DeepMyna

Lead Participant: HABITAT LEARN LIMITED

Abstract

Habitat Learn Limited (HLL) provides a personalised learning toolkit (HabitatLearn) to improve learning outcomes for students. HabitatLearn is an ?ecosystem? of live closed-captioning, note-taking and mindmaps, enabling students to reach individual learning objectives. It has 20,000+ UK student-users, and 300 HEI partners in UK and North America. DeepMyna builds upon IUK project DeepSpark, an AI toolkit optimising automated speech recognition (ASR) models for higher education.

European Accessibility Act (2019) requires accurate video-captioning by public sector bodies to make lectures accessible for students with specific learning disabilities. Despite advances in ASR, human intervention is still required for accuracy, making costs prohibitive.

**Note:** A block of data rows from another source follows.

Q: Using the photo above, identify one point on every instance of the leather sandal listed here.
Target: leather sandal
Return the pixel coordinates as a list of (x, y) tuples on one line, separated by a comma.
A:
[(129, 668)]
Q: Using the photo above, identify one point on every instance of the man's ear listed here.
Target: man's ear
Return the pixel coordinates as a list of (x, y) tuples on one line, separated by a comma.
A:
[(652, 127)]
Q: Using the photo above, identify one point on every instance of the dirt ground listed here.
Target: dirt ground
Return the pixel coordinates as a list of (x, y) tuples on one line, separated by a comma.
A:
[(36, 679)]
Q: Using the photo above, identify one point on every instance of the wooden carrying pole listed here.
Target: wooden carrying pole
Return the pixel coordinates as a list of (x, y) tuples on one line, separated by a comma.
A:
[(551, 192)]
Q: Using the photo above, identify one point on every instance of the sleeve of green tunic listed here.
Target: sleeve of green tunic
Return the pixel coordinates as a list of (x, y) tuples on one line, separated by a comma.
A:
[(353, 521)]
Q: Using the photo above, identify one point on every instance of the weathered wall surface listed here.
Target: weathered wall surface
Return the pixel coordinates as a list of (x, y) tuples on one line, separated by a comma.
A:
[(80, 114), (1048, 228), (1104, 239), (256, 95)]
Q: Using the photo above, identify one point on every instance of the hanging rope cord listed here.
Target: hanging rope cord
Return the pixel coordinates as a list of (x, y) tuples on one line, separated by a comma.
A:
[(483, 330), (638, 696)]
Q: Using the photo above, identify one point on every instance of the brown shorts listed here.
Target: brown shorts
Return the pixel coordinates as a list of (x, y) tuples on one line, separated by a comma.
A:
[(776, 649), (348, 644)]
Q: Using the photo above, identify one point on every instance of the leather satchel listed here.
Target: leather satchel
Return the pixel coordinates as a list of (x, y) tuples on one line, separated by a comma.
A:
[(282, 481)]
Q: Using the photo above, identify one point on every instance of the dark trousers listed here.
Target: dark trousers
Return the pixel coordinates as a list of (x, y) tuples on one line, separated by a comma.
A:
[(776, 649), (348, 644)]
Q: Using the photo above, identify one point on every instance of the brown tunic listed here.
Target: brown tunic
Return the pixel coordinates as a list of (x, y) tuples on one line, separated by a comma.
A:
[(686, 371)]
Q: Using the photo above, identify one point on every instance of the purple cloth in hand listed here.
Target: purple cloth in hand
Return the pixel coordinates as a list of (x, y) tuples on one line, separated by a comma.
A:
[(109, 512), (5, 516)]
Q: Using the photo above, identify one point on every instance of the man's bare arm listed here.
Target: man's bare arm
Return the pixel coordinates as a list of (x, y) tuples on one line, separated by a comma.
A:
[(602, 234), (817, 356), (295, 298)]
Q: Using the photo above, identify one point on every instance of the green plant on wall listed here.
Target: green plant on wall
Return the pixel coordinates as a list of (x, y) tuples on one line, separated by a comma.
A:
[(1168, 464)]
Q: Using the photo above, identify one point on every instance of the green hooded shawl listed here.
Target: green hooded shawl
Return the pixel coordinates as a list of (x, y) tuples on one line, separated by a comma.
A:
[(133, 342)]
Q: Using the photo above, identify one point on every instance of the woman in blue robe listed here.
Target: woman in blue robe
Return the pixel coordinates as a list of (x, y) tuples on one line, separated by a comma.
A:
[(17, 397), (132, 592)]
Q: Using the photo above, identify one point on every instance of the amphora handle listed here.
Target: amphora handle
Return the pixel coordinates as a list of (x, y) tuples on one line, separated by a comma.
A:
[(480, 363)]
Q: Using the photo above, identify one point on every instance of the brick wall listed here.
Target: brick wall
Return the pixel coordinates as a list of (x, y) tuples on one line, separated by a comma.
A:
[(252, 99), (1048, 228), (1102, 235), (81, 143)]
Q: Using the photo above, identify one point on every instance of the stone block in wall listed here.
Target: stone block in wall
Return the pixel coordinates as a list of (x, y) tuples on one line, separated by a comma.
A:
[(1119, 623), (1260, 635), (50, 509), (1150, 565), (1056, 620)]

The use of AI to convert speech into text is well documented. However, there are significant issues with the current solutions: -

* Accuracy for technical, complex language is not good as most ASR models are built for general conversation; and
* Privacy and Security concerns for confidential material being shared on the cloud.
* Gender and race bias which renders it unusable for certain individuals.
* Costs for human-curated alternatives are too high.

DeepMyna proposes a solution to this problem by developing a framework to include provenance data in ASR training and evaluation, so that any bias can be detected and tracked all through the ASR training process. Current ASR evaluation focuses too much on the general accuracy in a certain language. Our belief is everyone should enjoy ASR service and ASR should be tailored for everyone. So in the fine-tuning of ASR services, we need to be clear on what data has been fed into ASR and evaluate how it will affect the fine-tuned model.

DeepMyna framework will be designed based on HLL's datasets compiled from 300,000 hours of lecture recordings with manually curated transcript and summary notes, where we will extract provenance data for ASR training, such as language, background noise, gender, age, accent, etc. The same provenance data will also be applied to the evaluation matrix, I.e. what is the bias on each domain defined in the provenance data.

HLL has good working relationships with many partners in ASR and transcription companies, and we will firstly select partners to form the consortium and together work on the use cases descriptions and proposed solutions.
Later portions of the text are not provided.